The healthcare industry is subject to numerous laws and regulations of federal, state, and local governments. These laws and regulations include, but are not necessarily limited to, Medicare and Medicaid fraud and abuse, false claims, and disguised payments in exchange for the referral of patients. Government activity has continued with respect to investigations and allegations concerning possible violations of fraud and abuse statutes and regulations by healthcare service providers. Violations of these laws and regulations could result in expulsion from government healthcare programs together with the imposition of significant fines and penalties, as well as significant repayments for patient services previously billed. Compliance with such laws and regulations can be subject to future government review and interpretations.

 

The Health Insurance Portability and Accountability Act (“HIPAA”) was enacted on August 21, 1996, to ensure health insurance portability, reduce healthcare fraud and abuse, guarantee security and privacy of health information, and enforce standards for health information. Effective August 2009, the Health Information Technology for Economic and Clinical Health Act (“HITECH Act”) was introduced imposing notification requirements in the event of certain security breaches relating to protected health information. Organizations are required to be in compliance with HIPAA provisions and are subject to significant fines and penalties if found not to be compliant with the provisions outlined in the regulations.

 

Legal

 

The Company is party to various legal actions arising in the ordinary course of business. The Company believes that potential liability, if any, under these claims will not have a material adverse effect on the consolidated financial position, results of operations, or cash flows.

 

Insurance

 

In December of 2012 the Company moved to a self-insured workers’ compensation plan.
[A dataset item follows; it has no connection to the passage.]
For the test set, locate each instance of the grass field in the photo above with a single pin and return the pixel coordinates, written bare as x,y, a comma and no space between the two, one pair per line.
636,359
The Company has a large deductible workers' compensation plan (in all states except Ohio and Washington where workers' compensation is covered under a premium-only policy by a state-funded workers' compensation system). Determining reserves for losses involves significant judgments based upon the Company’s experience and expectations of future events, including projected settlements for pending claims, known incidents which may result in claims, estimates of incurred but not yet reported claims, estimated litigation costs and other factors. Since these reserves are based on estimates, actual expenses may differ from the amount reserved. The Company has $460 of estimated workers’ compensation plan losses included in accrued liabilities at December 31, 2013.

 

 

 
 

 

 

CCHN Group Holdings, Inc.

dba Matrix Medical Network

 

Notes to Consolidated Financial Statements

(Amounts in Thousands, Except Share Amounts)


 

11. Subsequent Events

 

The Company has evaluated all subsequent events that occurred after the consolidated balance sheets date through October 20, 2014 which represents the date the consolidated financial statements were available to be issued. The Company is not aware of any significant events that have not been disclosed herein that will have an impact on these consolidated financial statements.

 

On September 17, 2014, the shareholders of Group Holdings agreed to sell all outstanding shares and options to a national healthcare company in exchange for cash and stock consideration. In connection with the transaction, the Company’s Senior Note and Term Loan will be paid in full and the transaction is expected to close in the fourth quarter of 2014.